Une institution en mutation
Pierre Hébert dénonce l'érosion
de l'autonomie universitaire
Depuis une dizaine d'années, des changements structurels
majeurs ont eu comme effet d'éroder l'indépendance
de l'institution universitaire, un lieu caractérisé
notamment par l'autonomie de la recherche. Contrats de performance,
programme de chaires de recherche du Canada, ententes avec le
secteur privé, accentuation de la recherche de groupe,
avancée de la recherche à incidence pratique, transformation
majeure en cours au Conseil de recherches en sciences humaines
du Canada, de nombreux changements ont amené une remise
en question de l'indépendance traditionnelle des universités,
et ce, autant au niveau des professeurs et des champs disciplinaires
que de l'institution elle-même. Ce portrait de la situation,
Pierre Hébert, professeur de littérature à
l'Université de Sherbrooke, l'a brossé le mercredi
15 mars, lors d'une conférence prononcée à
l'Agora du pavillon Alphonse-Desjardins dans le cadre des célébrations
du vingt-cinquième anniversaire de la CADEUL.

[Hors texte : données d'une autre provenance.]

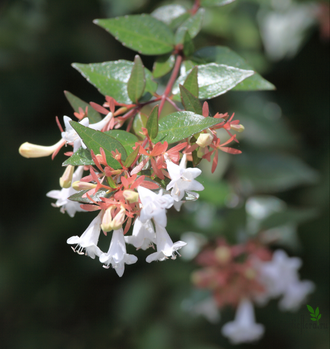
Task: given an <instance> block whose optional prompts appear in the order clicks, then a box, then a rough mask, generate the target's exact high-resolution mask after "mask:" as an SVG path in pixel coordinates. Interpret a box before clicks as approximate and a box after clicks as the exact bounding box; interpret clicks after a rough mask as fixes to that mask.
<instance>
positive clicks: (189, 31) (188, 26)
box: [178, 8, 205, 39]
mask: <svg viewBox="0 0 330 349" xmlns="http://www.w3.org/2000/svg"><path fill="white" fill-rule="evenodd" d="M204 12H205V10H204V9H203V8H200V9H199V10H198V11H197V12H196V14H195V15H194V16H192V17H190V18H188V19H187V20H186V21H185V22H183V24H181V26H180V27H179V29H178V30H180V29H183V28H185V29H186V30H187V31H188V33H189V35H190V37H191V38H192V39H193V38H194V37H195V36H196V35H197V34H198V33H199V32H200V30H201V28H202V22H203V17H204Z"/></svg>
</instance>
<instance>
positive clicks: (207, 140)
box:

Selon l'auteur de l'essai La nouvelle université guerrière
publié chez Nota Bene en 2001, un discours s'est peu à
peu implanté. "Dans une économie dite mondialisée
et à l'ère de l'économie du savoir, a expliqué
Pierre Hébert, l'État a besoin du capital intellectuel
des universités et voit d'un bon il le rapprochement avec
le secteur privé consécutif au sous-financement
par les gouvernements. D'où ce paradoxe: tout en se désengageant
financièrement, l'État exerce des pressions pour
que l'université soit son principal appareil producteur
de savoir." Selon lui, les universités sont en danger
de censure. Sauf que, contrairement à la censure classique
qui interdit, cette censure oblige plutôt à dire,
à faire, à mener des recherches de telle ou telle
manière. "Dans un contexte où l'érosion
de l'autonomie se combine à la pression censoriale, a-t-il
affirmé, le risque m'apparaît immense que la connaissance
et que ceux qui la font, professeurs comme étudiants,
soient instrumentalisés, c'est-à-dire déterminés
en fonction de leur utilité et de leurs retombées
sociales au profit des pouvoirs publics et, en bout de ligne,
de l'État."
"Les universités sont en train
de passer d'un service public à une organisation de type
entrepreneurial, d'une institution au rôle culturel et
critique à une organisation orientée vers l'innovation."
De la notion de compétitivité
À l'automne 2005, Pierre Hébert a assisté
à Ottawa à un colloque sur l'éducation supérieure.
"Ce qui m'a déconcerté, a-t-il raconté,
était le langage unique. Il s'agissait d'être compétitif
dans l'économie du savoir. Cette valeur précédait
toute discussion. Diable que ça ressemblait au novlangue
orwellien de 1984!" Selon lui, les universités
sont entrées dans un système téléologique
fondé sur une volonté de puissance. "L'État,
a-t-il dit, a besoin d'institutions productrices de savoirs qui
soient compétitives dans le cadre d'une volonté
de puissance qui vise essentiellement à être les
meilleurs." Pierre Hébert a rappelé qu'une
nouvelle logique de distribution de fonds publics s'est peu à
peu implantée en recherche en fonction des secteurs performants.
"Le programme de chaires de recherche du Canada, a-t-il
souligné, met en vedette les secteurs forts d'une université
mais, à mon sens, il déstabilise le corps professoral
en déterminant lesquels des professeurs peuvent recevoir
une chaire ou non."
Pour Pierre Hébert, il est clair que le milieu universitaire
vit présentement une mutation importante, un changement
de paradigme. "Nous sommes en train de passer d'un service
public à une organisation de type entrepreneurial, d'une
institution au rôle culturel et critique à une organisation
orientée vers l'innovation." Selon lui, il faut réagir
à la perte d'autonomie des universités. En ce sens,
il suggère notamment de créer un conseil des universités
indépendant sur le plan politique et d'inclure de nouveaux
professeurs dans les instances administratives et syndicales
des universités. "Peut-être, a-t-il ajouté,
pourrions-nous aussi appliquer le principe de Montesquieu dans
L'esprit des lois: "À tout pouvoir doit correspondre
un contre-pouvoir." Mais à l'Université de
Sherbrooke, plus de 80 % des membres du Conseil d'administration
sont des gens d'affaires. Je ne suis pas sûr que ce soit
le contre-pouvoir dont nous avons besoin."